Números de 2026 são menores que os do mesmo período em 2025

Em comparação ao ano anterior, os números de 2026 estão abaixo dos registrados no mesmo período. Até a 14ª semana epidemiológica de 2025, o Paraná havia registrado 4.520 casos de Síndromes Respiratórias Agudas e 247 óbitos. Consequentemente, apesar da redução, a Secretaria de Estado da Saúde do Paraná, a Sesa, reforça que o crescimento de doenças respiratórias nesta época do ano é esperado e exige atenção redobrada.

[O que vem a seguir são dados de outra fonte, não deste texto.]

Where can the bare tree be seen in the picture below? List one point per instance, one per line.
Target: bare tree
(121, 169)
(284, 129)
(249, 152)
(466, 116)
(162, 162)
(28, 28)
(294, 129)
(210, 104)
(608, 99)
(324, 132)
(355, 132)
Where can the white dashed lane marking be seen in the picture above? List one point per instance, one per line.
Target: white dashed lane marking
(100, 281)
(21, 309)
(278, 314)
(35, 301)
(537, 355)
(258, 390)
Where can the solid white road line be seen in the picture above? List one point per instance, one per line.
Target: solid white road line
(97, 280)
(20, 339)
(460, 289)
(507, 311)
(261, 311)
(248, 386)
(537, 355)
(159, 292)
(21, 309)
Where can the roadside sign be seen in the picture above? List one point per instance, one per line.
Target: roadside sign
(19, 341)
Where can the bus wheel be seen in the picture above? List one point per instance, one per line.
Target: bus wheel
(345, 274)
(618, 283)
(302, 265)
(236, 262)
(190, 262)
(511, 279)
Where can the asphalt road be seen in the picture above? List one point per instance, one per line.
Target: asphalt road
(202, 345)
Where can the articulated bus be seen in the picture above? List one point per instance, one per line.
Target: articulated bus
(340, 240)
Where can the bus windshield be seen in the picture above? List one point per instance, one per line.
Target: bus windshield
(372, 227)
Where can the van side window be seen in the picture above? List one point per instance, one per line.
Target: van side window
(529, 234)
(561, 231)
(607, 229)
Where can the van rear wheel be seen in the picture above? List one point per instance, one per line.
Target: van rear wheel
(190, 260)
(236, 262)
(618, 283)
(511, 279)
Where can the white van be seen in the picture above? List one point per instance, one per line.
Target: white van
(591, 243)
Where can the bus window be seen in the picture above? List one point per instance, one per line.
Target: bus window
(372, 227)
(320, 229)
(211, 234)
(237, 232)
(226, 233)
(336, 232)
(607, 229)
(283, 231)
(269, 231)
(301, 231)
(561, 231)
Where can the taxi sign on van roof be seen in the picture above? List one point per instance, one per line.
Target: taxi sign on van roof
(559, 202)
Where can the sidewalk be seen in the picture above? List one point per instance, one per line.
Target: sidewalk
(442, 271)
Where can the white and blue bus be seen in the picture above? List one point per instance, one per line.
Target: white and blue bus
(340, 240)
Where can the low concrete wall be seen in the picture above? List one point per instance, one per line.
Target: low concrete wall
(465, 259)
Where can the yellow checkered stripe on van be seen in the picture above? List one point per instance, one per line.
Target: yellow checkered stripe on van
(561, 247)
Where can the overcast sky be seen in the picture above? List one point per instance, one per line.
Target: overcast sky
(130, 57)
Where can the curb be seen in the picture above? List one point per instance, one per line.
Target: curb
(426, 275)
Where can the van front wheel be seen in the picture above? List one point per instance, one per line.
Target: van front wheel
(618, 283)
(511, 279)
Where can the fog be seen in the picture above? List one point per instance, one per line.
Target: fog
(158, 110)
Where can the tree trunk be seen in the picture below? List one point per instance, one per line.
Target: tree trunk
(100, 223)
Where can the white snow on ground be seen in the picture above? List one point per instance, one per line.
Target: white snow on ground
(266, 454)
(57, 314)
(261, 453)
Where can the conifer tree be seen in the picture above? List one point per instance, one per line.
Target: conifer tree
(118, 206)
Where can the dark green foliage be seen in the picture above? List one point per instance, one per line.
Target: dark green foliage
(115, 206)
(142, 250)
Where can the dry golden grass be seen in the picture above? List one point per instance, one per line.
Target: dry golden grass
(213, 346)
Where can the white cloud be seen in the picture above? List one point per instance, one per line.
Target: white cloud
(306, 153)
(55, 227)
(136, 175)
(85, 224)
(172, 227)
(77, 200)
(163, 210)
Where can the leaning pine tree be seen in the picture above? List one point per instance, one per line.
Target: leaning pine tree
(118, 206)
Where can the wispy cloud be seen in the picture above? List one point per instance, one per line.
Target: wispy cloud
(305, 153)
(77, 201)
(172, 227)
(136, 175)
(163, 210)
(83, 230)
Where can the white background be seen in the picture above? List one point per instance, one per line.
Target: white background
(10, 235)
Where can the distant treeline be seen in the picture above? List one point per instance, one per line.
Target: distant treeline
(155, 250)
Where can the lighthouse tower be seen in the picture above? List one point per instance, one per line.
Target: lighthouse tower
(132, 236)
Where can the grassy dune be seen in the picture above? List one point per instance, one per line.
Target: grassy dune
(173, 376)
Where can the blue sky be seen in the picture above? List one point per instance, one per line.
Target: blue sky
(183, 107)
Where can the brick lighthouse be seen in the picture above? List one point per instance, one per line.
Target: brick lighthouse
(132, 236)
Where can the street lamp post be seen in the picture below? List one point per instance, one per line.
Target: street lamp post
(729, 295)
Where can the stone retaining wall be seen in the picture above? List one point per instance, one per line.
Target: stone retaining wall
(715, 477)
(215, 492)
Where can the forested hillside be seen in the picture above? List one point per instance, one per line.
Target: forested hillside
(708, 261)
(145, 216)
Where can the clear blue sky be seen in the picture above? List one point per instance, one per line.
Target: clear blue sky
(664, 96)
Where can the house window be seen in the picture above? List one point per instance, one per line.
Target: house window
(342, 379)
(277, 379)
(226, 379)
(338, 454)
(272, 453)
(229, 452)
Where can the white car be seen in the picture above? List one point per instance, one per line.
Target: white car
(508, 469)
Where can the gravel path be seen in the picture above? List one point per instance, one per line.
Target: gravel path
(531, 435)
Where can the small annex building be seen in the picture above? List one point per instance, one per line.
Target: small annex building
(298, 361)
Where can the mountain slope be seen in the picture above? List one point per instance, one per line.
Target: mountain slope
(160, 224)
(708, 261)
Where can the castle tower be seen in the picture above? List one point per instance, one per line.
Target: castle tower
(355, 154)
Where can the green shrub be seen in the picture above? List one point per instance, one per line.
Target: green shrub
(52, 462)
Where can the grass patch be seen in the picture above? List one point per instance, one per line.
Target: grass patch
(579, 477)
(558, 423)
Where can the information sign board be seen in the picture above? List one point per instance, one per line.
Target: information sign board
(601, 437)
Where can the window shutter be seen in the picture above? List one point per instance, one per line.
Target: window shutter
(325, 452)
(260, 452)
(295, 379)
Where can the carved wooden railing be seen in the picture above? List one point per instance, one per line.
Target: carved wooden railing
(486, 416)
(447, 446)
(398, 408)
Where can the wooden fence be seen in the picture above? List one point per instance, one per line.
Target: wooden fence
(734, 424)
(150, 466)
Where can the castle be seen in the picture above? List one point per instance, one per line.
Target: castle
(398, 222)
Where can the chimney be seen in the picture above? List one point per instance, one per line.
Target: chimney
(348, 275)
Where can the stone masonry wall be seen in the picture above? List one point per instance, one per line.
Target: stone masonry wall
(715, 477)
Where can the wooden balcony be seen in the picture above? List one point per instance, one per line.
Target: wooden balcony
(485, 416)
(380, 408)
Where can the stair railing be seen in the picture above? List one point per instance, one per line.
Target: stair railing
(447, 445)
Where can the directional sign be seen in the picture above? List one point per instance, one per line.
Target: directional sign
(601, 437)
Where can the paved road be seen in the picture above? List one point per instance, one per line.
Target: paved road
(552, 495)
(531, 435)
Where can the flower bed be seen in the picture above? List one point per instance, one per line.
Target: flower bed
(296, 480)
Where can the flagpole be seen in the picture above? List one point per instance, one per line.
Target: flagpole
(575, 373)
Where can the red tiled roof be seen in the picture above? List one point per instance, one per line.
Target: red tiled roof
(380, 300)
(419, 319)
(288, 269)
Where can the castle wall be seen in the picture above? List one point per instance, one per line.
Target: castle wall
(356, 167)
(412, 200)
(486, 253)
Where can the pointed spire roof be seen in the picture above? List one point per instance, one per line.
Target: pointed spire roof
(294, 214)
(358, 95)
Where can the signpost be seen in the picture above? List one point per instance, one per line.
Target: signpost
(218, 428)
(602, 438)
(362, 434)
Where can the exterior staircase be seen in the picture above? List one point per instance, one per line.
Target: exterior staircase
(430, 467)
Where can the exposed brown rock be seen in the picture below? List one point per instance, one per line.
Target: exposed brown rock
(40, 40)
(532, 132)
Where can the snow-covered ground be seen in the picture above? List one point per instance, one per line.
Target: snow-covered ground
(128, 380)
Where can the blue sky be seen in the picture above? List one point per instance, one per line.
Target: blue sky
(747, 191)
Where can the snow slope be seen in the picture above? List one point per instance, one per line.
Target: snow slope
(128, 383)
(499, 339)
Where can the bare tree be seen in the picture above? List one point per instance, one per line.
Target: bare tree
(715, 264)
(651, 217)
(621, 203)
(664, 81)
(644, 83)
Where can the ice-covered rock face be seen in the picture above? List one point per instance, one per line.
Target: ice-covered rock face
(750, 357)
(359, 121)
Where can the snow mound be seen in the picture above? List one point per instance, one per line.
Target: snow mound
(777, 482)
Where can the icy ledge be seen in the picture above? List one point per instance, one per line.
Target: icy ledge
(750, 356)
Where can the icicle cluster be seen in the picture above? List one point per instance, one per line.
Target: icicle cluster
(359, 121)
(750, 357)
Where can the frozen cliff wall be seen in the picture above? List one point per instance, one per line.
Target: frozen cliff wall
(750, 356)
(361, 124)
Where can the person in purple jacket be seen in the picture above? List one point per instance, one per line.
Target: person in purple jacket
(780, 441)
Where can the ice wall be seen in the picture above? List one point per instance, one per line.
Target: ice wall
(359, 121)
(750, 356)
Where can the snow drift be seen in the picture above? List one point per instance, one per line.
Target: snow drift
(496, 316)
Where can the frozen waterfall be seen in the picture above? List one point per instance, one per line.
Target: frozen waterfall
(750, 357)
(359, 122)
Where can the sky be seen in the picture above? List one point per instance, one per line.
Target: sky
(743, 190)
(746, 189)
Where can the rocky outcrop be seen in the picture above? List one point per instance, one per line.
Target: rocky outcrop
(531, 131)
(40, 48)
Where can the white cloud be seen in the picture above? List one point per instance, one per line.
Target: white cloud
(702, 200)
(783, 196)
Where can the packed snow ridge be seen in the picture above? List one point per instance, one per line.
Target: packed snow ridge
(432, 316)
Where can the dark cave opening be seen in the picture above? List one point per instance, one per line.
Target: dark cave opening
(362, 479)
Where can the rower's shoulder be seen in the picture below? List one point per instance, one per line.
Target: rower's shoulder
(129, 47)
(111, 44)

A população idosa segue como a mais afetada. Pessoas com mais de 80 anos concentram 24 dos óbitos registrados em 2026. Nos casos relacionados à Influenza, a média de idade das vítimas é de 77 anos.

Secretário alerta para período mais crítico de circulação de vírus

“Estamos entrando no período que é sempre o mais complicado, quando os vírus circulam mais, pois as pessoas acabam ficando em ambientes mais fechados. Além das medidas protetivas, como evitar aglomerações, é muito importante que todos busquem se vacinar. Vacina é a melhor forma de evitar que uma gripe, por exemplo, se transforme em um problema maior de saúde”, afirmou o secretário estadual da Saúde, César Neves.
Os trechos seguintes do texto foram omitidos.